Re: [PATCH v5 1/8] smp: Run functions concurrently in smp_call_function_many_cond()

From: Peter Zijlstra
Date: Tue Feb 16 2021 - 11:34:18 EST


On Tue, Feb 09, 2021 at 02:16:46PM -0800, Nadav Amit wrote:
> From: Nadav Amit <namit@xxxxxxxxxx>
>
> Currently, on_each_cpu() and similar functions do not exploit the
> potential of concurrency: the function is first executed remotely and
> only then it is executed locally. Functions such as TLB flush can take
> considerable time, so this provides an opportunity for performance
> optimization.
>
> To do so, modify smp_call_function_many_cond(), to allows the callers to
> provide a function that should be executed (remotely/locally), and run
> them concurrently. Keep other smp_call_function_many() semantic as it is
> today for backward compatibility: the called function is not executed in
> this case locally.
>
> smp_call_function_many_cond() does not use the optimized version for a
> single remote target that smp_call_function_single() implements.
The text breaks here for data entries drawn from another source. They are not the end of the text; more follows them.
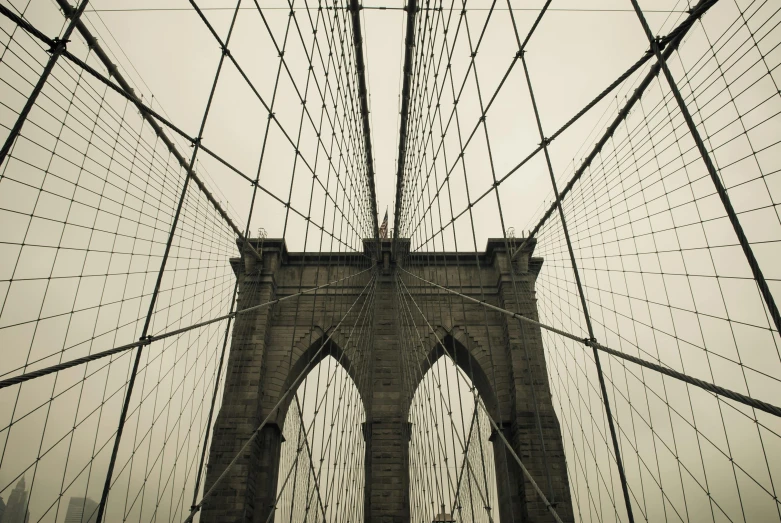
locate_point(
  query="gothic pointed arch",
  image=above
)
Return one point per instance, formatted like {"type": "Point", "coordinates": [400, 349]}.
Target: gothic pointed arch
{"type": "Point", "coordinates": [468, 355]}
{"type": "Point", "coordinates": [311, 349]}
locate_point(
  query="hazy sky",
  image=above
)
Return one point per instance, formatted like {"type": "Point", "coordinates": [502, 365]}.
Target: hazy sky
{"type": "Point", "coordinates": [665, 279]}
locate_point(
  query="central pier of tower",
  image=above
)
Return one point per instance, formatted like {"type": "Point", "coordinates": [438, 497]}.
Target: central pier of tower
{"type": "Point", "coordinates": [272, 346]}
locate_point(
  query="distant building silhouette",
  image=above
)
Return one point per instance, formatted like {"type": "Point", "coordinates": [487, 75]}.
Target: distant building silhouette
{"type": "Point", "coordinates": [81, 510]}
{"type": "Point", "coordinates": [16, 509]}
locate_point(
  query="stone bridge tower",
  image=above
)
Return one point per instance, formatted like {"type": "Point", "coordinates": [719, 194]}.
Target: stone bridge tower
{"type": "Point", "coordinates": [272, 345]}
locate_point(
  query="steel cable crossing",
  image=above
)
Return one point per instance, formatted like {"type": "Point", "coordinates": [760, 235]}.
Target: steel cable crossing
{"type": "Point", "coordinates": [624, 254]}
{"type": "Point", "coordinates": [344, 187]}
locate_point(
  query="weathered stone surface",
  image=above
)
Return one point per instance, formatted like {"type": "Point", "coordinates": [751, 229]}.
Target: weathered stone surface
{"type": "Point", "coordinates": [273, 346]}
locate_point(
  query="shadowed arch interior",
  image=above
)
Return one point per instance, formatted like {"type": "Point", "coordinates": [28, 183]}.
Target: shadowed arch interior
{"type": "Point", "coordinates": [466, 361]}
{"type": "Point", "coordinates": [311, 357]}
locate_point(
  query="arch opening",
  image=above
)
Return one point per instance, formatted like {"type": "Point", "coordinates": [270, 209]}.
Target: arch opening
{"type": "Point", "coordinates": [452, 470]}
{"type": "Point", "coordinates": [321, 465]}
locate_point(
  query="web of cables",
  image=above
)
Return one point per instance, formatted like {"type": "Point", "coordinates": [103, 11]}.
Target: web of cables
{"type": "Point", "coordinates": [119, 291]}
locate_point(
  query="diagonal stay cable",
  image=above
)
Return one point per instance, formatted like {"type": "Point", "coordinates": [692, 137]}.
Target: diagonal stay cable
{"type": "Point", "coordinates": [710, 387]}
{"type": "Point", "coordinates": [197, 507]}
{"type": "Point", "coordinates": [461, 374]}
{"type": "Point", "coordinates": [152, 338]}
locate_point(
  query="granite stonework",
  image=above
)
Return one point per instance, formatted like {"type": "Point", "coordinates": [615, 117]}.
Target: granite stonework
{"type": "Point", "coordinates": [272, 345]}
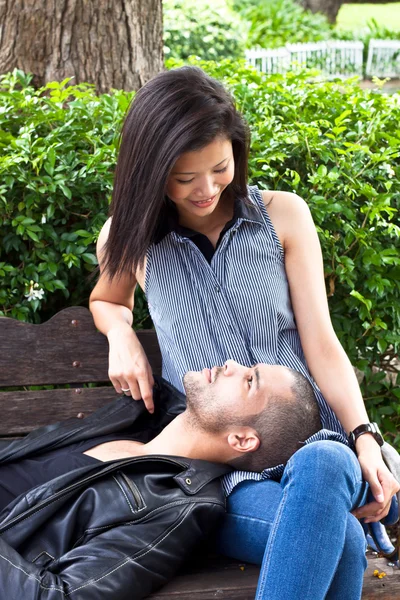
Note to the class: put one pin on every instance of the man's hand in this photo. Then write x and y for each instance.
(382, 483)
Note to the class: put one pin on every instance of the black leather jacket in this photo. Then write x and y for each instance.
(115, 530)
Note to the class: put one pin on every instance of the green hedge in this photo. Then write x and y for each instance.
(331, 142)
(205, 28)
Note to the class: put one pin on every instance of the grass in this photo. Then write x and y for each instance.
(356, 16)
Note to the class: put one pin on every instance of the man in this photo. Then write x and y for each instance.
(110, 506)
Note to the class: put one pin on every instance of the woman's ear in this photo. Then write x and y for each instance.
(244, 439)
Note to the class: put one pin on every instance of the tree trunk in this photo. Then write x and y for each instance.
(330, 8)
(111, 43)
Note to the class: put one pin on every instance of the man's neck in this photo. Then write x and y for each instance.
(179, 438)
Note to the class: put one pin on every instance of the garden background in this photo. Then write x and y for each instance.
(332, 142)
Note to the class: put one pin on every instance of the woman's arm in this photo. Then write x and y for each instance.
(111, 304)
(326, 359)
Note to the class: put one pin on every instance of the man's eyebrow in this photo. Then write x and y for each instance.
(194, 172)
(257, 374)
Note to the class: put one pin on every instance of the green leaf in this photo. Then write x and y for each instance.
(89, 258)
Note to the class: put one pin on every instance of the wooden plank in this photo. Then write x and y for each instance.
(23, 411)
(67, 348)
(231, 580)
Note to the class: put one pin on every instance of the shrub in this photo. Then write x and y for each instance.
(338, 147)
(331, 142)
(57, 154)
(207, 29)
(274, 23)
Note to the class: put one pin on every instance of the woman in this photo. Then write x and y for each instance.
(234, 273)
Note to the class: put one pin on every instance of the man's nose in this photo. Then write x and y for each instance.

For
> synchronous function call, smp_call_function_single() keeps a
> call_single_data (which is used for synchronization) on the stack.
> Interestingly, it seems that not using this optimization provides
> greater performance improvements (greater speedup with a single remote
> target than with multiple ones). Presumably, holding data structures
> that are intended for synchronization on the stack can introduce
> overheads due to TLB misses and false-sharing when the stack is used for
> other purposes.
>
> Reviewed-by: Dave Hansen <dave.hansen@xxxxxxxxxxxxxxx>
> Cc: Peter Zijlstra <peterz@xxxxxxxxxxxxx>
> Cc: Rik van Riel <riel@xxxxxxxxxxx>
> Cc: Thomas Gleixner <tglx@xxxxxxxxxxxxx>
> Cc: Andy Lutomirski <luto@xxxxxxxxxx>
> Cc: Josh Poimboeuf <jpoimboe@xxxxxxxxxx>
> Signed-off-by: Nadav Amit <namit@xxxxxxxxxx>

Kernel-CI is giving me a regression that's most likely this patch:

https://kernelci.org/test/case/id/602bdd621c979f83faaddcc6/

I'm not sure I can explain it yet. It did get me looking at
on_each_cpu() and it appears that wants to be converted too, something
like the below perhaps.


--- a/kernel/smp.c
+++ b/kernel/smp.c
@@ -848,14 +848,7 @@ void __init smp_init(void)
*/
void on_each_cpu(smp_call_func_t func, void *info, int wait)
{
- unsigned long flags;
-
- preempt_disable();
- smp_call_function(func, info, wait);
- local_irq_save(flags);
- func(info);
- local_irq_restore(flags);
- preempt_enable();
+ on_each_cpu_mask(cpu_online_mask, func, info, wait);
}
EXPORT_SYMBOL(on_each_cpu);

@@ -878,15 +871,7 @@ EXPORT_SYMBOL(on_each_cpu);
void on_each_cpu_mask(const struct cpumask *mask, smp_call_func_t func,
void *info, bool wait)
{
- unsigned int scf_flags;
-
- scf_flags = SCF_RUN_LOCAL;
- if (wait)
- scf_flags |= SCF_WAIT;
-
- preempt_disable();
- smp_call_function_many_cond(mask, func, info, scf_flags, NULL);
- preempt_enable();
+ on_each_cpu_cond_mask(NULL, func, info, wait, mask);
}
EXPORT_SYMBOL(on_each_cpu_mask);

@@ -912,6 +897,13 @@ EXPORT_SYMBOL(on_each_cpu_mask);
* You must not call this function with disabled interrupts or
* from a hardware interrupt handler or from a bottom half handler.
*/
+void on_each_cpu_cond(smp_cond_func_t cond_func, smp_call_func_t func,
+ void *info, bool wait)
+{
+ on_each_cpu_cond_mask(cond_func, func, info, wait, cpu_online_mask);
+}
+EXPORT_SYMBOL(on_each_cpu_cond);
+
void on_each_cpu_cond_mask(smp_cond_func_t cond_func, smp_call_func_t func,
void *info, bool wait, const struct cpumask *mask)
{
@@ -926,13 +918,6 @@ void on_each_cpu_cond_mask(smp_cond_func
}
EXPORT_SYMBOL(on_each_cpu_cond_mask);

-void on_each_cpu_cond(smp_cond_func_t cond_func, smp_call_func_t func,
- void *info, bool wait)
-{
- on_each_cpu_cond_mask(cond_func, func, info, wait, cpu_online_mask);
-}
-EXPORT_SYMBOL(on_each_cpu_cond);
-
static void do_nothing(void *unused)
{
}
~